In groups of four to eight subjects, the study was described, informed consent was secured, and subjects were taught to use and demonstrated competency in the use of One Touch memory meters (Lifescan, Milpitas, CA) and the Psion 250 hand-held computer (HHC). During the subsequent month, subjects were instructed to use their HHC immediately before routine self-monitoring of blood glucose (SMBG), three to four times each day, for a total of 50 trials. On each HHC trial, data were collected on cognitive-motor performance and then blood glucose level. First, the HHC presented and recorded the subject’s performance on three cognitive-motor tests. In a psychomotor task, the subject was instructed to think of as many words as possible that start with the letter “A” in 30 s and to tap the “enter” key each time an “A” word came to mind. Then, the subject was presented with 10 mental subtraction problems that involved subtracting a randomly generated single-digit number from a three-digit number with answers entered on the HHC number pad.
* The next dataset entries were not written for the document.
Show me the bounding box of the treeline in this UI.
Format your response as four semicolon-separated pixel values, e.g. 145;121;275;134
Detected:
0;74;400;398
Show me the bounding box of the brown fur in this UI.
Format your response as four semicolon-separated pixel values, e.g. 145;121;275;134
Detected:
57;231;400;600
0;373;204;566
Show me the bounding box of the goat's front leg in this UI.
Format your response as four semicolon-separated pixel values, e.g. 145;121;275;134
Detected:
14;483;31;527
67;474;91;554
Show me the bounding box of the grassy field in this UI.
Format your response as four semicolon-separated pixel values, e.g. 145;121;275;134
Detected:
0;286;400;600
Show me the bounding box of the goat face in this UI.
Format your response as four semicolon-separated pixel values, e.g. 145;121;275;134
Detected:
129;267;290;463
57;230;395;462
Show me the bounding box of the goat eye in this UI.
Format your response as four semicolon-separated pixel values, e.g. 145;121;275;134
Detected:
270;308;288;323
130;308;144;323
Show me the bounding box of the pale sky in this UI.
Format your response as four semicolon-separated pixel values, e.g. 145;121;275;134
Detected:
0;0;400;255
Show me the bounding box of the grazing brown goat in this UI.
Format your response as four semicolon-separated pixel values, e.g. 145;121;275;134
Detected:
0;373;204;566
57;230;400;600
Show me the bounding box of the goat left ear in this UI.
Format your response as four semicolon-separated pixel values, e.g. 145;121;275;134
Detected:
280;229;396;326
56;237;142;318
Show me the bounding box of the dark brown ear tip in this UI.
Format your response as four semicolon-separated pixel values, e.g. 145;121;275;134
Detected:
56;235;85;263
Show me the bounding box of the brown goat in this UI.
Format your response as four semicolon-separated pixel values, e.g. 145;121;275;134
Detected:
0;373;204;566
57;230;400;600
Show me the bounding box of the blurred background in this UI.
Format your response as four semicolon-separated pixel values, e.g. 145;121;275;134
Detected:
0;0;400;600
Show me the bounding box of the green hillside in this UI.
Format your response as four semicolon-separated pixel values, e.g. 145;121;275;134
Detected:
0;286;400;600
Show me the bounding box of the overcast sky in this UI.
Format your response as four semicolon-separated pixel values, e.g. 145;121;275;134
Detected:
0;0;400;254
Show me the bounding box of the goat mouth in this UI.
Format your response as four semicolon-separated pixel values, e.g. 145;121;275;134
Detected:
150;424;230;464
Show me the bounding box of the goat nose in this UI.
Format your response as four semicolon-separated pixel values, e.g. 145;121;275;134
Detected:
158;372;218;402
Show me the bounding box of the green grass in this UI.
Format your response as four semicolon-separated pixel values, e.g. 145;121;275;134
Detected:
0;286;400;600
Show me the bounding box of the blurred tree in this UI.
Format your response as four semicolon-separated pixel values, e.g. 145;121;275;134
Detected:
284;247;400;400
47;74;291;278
Finally, 15 four-choice reaction-time trials occurred in which the number 1, 3, 7, or 9 was randomly presented on the screen and the subject pressed the corresponding number on the keypad as quickly as possible. The dependent variables were the number of “A” words recalled, time to complete 10 mental subtractions, as well as the number of errors, and time to complete the 15 reaction-time trials.
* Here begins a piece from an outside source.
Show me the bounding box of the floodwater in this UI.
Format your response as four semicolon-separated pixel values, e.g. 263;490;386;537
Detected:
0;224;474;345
Next, the HHC prompted the subject to measure and enter his/her blood glucose reading from the One Touch meter after completing the cognitive-motor tests. To assess reliability, the 1-month HHC data collection was repeated 5 months later, generating an average of 82.5 valid HHC trials per subject.
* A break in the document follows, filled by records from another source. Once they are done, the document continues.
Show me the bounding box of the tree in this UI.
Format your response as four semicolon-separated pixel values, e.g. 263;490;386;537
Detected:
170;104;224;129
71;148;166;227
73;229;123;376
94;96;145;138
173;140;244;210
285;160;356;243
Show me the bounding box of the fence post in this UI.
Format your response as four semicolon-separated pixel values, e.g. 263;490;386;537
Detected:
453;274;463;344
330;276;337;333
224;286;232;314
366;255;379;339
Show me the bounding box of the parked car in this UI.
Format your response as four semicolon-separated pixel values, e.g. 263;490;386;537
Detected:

Three precautions were taken to encourage and monitor valid data entry, i.e., cognitive-motor testing before SMBG and thus blind to actual blood glucose level. First, the HHC prompted subjects with the message “No blood sample yet” as soon as it was turned on. Second, the HHC tracked elapsed time between the prompt “Measure your blood glucose” and the entry of that SMBG reading. Since at least 45 s were required for a subject to lance a finger, collect a blood sample, and analyze blood glucose level with the One Touch meter, any readings entered in <45 s were considered invalid. Third, the blood glucose readings entered into the HHC were compared with memory meter data to ensure accuracy of the SMBG results. We have used these procedures extensively in our investigations of hypoglycemia (12,16,17).
Study 2 subjects
Thirty-four adults with type 2 diabetes were recruited through newspaper and television announcements in Central Virginia. The subject group consisted of 15 women and 19 men, with a mean (± SD) age of 50 ± 11 years and a mean diabetes duration of 10 ± 9 years (Table 1).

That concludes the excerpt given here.